Hanya butuh waktu beberapa detik bagi Mama untuk menatap tulisan di kertas sialan itu, lantas Mama memegangi dada kirinya hingga akhirnya ambruk tidak berdaya. Rafael yang saat itu mengintip dari celah pintu, berteriak dan berlari menghampiri Mama.

Namun, keberuntungan tidak sedang berpihak pada Mama. Mama lelah dan memilih untuk menyerah pada kematian. Rafael bisa apa selain memprotes pada bayangan Mama di kejauhan sana?

Kenapa, Ma? Kenapa Mama tidak bertahan, hah? Kenapa membiarkan Rafael hidup bersama Papa dan Nona Elma? Kenapa Mama memberikan kesempatan pada Nona Elma untuk menggantikan posisi Mama di dalam hidup Papa? Rafael benci Nona Elma dan putranya!

Dan setelah dewasa, Rafael tahu kenapa Mama ditakdirkan untuk menyerah. Sejak kehadiran Nona Elma dalam hidup Papa, Mama tidak pernah bahagia lagi. Pun saat Rafael kecil berpikir semuanya baik-baik saja karena Mama dan Papa tidak pernah bertengkar lagi, Rafael dewasa akhirnya tahu. Bukan hidup Mama yang baik-baik saja, hanya saja Mama menyembunyikan rasa sakitnya dari Rafael.

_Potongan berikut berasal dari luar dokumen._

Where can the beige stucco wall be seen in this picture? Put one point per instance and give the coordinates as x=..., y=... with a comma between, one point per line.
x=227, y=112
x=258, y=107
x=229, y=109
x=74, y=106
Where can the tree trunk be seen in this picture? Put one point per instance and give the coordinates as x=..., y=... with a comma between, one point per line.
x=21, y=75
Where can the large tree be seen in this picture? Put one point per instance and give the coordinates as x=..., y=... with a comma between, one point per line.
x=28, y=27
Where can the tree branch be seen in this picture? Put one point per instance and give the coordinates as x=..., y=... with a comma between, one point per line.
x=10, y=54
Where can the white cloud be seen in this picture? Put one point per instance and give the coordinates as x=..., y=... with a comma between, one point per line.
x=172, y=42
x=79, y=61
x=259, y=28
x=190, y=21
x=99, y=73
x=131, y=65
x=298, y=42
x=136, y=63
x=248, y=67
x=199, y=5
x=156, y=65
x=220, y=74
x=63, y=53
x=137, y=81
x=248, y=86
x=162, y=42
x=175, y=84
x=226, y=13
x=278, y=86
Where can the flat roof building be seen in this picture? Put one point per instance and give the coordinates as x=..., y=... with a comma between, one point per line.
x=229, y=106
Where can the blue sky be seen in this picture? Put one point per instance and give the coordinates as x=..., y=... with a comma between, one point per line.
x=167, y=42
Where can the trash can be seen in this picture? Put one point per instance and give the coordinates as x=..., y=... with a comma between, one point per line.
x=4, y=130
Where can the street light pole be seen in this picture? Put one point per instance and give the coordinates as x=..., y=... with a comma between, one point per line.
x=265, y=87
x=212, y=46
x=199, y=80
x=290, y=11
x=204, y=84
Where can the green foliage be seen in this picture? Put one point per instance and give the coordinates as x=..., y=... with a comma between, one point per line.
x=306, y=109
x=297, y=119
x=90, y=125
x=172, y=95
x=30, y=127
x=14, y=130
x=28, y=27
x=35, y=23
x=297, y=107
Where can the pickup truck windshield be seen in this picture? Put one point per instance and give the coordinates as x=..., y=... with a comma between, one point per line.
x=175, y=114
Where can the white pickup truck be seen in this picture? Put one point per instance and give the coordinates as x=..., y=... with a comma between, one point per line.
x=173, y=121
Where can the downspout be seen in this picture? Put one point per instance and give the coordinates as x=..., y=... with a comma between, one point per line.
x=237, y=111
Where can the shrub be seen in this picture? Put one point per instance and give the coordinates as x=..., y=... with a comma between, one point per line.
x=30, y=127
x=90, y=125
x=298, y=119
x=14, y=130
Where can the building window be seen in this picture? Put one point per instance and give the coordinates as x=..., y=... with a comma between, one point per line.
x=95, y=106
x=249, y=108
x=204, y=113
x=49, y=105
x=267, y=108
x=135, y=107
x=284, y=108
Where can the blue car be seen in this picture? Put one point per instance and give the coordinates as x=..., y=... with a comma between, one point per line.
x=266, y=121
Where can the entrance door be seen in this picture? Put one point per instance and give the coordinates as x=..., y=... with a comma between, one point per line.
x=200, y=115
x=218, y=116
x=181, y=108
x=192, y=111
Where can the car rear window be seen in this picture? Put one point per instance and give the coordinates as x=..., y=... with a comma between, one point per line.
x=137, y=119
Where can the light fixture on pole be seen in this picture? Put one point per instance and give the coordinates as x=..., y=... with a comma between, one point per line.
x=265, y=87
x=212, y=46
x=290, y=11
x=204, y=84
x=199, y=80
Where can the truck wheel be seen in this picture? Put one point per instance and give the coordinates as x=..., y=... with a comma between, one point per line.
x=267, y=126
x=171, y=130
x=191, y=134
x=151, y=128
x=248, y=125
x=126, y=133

Mama yang selalu tersenyum di depan Rafael, meski dalam kesunyian harus menangis seorang diri. Mama yang selalu bertahan di samping Papa hanya demi kebahagiaan Rafael. Papa dan Mama yang selalu menyembunyikan pertengkarannya, hanya untuk melenyapkan ketakutan di dalam benak Rafael.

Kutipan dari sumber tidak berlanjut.